Point the liveness and readiness probes at the dedicated health endpoints:

livenessProbe:
  httpGet:
    path: /health/liveness
    port: 4000
  initialDelaySeconds: 5
  periodSeconds: 10

readinessProbe:
  httpGet:
    path: /health/readiness
    port: 4000
  initialDelaySeconds: 2
  periodSeconds: 5

HTTP behaviour

Concern Default Controlled by
Request timeout 600 s [server].request_timeout_secs
Body size limit 10 MiB [server].body_limit_bytes
CORS origins * [server].cors_origins
Response compression always on built in (tower_http::CompressionLayer)
Panic handling caught and returned as 500 built in (tower_http::CatchPanicLayer)
Authorization redaction in logs always on built in (SetSensitiveHeadersLayer)
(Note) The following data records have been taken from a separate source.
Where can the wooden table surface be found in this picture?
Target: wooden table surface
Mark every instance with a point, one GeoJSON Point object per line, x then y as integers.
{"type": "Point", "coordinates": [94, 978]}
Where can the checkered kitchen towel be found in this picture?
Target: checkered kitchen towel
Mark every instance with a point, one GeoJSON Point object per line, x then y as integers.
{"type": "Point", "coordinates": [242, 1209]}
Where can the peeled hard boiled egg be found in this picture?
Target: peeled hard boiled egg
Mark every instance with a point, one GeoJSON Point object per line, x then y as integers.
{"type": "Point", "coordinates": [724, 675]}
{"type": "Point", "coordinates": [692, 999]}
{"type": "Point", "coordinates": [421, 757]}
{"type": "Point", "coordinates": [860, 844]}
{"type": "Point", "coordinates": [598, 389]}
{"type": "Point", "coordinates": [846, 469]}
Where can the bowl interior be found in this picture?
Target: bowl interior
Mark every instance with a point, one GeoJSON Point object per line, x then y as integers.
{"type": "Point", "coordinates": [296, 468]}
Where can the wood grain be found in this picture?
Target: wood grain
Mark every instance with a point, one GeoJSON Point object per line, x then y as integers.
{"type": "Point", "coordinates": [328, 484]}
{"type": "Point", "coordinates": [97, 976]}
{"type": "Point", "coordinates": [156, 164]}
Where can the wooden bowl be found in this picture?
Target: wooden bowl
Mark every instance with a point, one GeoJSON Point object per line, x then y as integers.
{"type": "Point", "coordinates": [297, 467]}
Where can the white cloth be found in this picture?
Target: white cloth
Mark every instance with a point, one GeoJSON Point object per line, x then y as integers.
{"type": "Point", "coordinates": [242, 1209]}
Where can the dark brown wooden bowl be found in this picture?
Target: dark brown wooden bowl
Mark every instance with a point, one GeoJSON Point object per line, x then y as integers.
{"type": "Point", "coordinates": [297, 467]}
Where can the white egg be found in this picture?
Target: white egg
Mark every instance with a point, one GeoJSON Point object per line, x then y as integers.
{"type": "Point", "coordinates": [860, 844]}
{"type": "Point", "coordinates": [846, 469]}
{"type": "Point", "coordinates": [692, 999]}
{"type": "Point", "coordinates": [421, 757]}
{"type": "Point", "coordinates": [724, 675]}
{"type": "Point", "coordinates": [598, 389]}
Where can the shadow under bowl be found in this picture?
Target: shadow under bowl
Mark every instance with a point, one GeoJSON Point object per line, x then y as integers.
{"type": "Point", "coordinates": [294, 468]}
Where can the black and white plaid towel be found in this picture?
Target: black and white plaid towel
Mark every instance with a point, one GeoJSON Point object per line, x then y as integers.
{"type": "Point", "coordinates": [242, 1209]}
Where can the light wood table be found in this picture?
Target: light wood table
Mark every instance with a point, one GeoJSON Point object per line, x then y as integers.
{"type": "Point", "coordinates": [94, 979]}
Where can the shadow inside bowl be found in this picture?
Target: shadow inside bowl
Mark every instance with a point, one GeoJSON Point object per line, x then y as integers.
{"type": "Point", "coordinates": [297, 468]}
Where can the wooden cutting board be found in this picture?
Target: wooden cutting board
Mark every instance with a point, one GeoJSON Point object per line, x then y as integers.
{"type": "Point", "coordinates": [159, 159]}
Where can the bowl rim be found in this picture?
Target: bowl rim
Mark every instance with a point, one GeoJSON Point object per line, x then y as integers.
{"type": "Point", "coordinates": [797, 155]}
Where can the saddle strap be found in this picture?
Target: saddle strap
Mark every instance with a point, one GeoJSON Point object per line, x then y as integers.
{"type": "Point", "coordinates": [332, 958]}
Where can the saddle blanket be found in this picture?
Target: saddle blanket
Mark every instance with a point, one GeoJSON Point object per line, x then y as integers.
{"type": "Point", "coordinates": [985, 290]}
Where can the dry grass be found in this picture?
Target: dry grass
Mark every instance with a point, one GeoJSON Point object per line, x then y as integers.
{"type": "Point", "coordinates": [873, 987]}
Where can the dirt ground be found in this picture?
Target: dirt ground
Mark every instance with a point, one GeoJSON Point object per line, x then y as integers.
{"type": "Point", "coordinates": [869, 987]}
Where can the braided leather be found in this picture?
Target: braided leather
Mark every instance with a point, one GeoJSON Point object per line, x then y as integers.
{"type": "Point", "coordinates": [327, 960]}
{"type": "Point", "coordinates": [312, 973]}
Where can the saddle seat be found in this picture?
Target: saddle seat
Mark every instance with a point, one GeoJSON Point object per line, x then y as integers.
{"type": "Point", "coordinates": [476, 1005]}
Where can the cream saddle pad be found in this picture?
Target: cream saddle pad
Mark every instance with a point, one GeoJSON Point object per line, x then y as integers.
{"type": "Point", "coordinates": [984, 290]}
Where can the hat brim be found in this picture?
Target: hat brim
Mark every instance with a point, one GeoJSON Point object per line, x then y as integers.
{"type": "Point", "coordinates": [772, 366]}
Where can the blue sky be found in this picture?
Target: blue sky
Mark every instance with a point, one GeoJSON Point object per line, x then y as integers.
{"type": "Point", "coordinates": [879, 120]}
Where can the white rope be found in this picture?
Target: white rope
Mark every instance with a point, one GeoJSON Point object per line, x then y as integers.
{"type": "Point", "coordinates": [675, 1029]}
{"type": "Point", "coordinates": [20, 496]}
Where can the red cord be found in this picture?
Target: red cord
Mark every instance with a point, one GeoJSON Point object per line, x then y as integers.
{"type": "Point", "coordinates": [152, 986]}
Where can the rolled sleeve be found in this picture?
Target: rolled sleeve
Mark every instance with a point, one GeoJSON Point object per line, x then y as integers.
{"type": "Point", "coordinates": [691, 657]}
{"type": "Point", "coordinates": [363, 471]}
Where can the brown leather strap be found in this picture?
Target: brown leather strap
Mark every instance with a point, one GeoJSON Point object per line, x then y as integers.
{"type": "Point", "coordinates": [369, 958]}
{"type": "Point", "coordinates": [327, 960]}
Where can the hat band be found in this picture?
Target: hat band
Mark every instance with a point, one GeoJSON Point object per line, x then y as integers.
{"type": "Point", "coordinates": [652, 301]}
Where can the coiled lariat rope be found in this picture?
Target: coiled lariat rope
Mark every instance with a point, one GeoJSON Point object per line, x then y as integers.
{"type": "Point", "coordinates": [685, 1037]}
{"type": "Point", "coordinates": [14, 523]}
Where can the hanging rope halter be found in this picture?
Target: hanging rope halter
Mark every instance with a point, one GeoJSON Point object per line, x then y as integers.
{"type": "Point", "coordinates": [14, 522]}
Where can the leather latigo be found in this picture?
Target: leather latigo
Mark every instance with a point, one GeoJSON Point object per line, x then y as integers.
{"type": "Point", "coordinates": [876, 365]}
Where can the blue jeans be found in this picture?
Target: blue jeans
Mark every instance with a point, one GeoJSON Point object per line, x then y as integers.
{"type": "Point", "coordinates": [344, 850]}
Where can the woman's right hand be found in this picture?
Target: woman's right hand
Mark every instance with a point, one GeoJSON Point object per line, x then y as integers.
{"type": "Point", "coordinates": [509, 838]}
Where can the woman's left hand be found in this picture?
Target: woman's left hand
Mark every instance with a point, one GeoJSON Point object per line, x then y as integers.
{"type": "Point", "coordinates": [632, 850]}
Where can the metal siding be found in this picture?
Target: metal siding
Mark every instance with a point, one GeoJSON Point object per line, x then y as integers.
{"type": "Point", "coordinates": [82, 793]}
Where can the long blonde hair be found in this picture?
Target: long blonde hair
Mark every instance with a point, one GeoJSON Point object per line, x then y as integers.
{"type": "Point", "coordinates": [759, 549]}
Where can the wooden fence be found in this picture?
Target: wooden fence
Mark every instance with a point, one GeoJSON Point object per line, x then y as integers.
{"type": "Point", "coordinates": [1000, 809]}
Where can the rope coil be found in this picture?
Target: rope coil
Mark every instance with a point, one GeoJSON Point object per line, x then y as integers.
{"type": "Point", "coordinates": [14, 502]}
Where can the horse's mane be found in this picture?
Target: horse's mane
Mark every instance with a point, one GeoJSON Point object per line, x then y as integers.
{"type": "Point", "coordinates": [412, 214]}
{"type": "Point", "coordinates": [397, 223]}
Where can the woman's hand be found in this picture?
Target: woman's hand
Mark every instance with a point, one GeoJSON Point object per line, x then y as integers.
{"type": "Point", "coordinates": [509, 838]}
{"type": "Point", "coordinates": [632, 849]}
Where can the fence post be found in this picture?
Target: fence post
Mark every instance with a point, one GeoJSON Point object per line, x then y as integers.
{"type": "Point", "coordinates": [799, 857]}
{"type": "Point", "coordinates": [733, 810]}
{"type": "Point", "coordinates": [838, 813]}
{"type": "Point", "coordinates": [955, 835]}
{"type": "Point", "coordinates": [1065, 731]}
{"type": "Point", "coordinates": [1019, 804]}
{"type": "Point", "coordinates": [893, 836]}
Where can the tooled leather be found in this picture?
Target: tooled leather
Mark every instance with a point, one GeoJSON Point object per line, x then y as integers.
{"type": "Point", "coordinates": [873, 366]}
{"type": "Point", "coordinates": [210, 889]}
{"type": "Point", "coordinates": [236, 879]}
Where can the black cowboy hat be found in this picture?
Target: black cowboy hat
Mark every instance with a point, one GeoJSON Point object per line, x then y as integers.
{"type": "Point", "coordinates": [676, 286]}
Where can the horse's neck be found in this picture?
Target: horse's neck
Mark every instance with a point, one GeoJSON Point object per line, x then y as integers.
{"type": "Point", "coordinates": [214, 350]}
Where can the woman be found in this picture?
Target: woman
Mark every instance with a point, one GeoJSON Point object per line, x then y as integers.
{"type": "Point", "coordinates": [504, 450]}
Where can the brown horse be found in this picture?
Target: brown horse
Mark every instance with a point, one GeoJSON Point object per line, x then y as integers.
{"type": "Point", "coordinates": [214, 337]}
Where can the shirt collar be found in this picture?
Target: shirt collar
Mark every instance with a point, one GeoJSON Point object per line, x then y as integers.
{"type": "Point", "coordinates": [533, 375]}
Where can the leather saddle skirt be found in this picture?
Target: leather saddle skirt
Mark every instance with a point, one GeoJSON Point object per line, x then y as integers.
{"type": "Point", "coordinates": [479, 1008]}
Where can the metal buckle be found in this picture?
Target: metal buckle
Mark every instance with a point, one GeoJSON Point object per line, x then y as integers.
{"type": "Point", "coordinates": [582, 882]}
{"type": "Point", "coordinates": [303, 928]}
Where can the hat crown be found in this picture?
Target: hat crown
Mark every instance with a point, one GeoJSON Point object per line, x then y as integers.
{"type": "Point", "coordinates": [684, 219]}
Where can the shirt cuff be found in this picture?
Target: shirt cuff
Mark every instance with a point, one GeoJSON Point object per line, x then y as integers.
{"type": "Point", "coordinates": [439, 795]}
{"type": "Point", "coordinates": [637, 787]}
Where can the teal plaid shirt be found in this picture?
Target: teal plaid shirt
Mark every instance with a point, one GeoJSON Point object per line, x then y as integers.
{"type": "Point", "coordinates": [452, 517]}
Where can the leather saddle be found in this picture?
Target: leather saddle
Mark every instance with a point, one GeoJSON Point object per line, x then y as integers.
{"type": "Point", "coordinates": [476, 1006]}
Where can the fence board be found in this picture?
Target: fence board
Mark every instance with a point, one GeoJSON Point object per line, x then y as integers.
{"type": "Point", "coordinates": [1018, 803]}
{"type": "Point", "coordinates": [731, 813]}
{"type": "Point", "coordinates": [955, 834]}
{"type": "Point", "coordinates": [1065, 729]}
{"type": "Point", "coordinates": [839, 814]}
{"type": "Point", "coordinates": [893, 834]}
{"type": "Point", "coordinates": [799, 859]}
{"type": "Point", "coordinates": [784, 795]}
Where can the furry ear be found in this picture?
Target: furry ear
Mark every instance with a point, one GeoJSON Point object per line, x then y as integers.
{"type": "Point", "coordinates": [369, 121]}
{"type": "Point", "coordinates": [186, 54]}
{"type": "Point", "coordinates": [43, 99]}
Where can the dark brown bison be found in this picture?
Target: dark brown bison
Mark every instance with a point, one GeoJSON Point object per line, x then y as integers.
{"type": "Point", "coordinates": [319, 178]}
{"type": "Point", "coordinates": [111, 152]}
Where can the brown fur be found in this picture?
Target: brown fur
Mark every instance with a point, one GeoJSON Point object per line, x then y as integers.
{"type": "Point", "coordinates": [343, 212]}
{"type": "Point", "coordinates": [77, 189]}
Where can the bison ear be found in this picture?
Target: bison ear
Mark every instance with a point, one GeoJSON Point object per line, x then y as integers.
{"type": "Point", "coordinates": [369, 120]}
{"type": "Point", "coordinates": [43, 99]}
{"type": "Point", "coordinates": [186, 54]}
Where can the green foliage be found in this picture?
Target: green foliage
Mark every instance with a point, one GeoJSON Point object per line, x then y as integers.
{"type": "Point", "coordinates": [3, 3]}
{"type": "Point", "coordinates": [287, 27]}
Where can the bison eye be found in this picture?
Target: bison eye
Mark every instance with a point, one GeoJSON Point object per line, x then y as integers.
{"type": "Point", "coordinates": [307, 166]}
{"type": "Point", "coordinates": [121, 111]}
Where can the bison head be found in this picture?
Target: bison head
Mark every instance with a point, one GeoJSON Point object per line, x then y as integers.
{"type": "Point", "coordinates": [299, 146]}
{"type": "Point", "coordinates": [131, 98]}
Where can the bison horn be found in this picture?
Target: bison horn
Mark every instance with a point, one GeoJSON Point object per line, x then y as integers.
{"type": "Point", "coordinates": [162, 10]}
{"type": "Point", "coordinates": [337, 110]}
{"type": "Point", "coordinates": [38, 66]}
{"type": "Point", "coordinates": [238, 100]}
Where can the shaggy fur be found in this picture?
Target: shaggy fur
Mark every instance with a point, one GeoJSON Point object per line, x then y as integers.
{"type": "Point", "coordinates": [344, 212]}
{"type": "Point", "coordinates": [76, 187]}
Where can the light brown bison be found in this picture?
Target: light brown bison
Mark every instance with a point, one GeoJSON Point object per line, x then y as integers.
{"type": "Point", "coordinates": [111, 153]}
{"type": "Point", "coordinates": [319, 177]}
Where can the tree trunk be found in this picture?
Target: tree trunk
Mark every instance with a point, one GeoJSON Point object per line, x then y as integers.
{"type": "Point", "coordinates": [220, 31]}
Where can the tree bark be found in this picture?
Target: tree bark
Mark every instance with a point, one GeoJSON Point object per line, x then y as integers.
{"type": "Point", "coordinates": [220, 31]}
CORS is wide open by default so the proxy works from any browser app during development. Restrict it to a known origin list before shipping to production.

Verify a running instance

curl -fsS http://localhost:4000/health/readiness && echo "ready"
curl -fsS http://localhost:4000/v1/models \
  -H "Authorization: Bearer $LITER_LLM_MASTER_KEY"

If the readiness probe returns 200 and /v1/models lists the expected models, the proxy is serving traffic.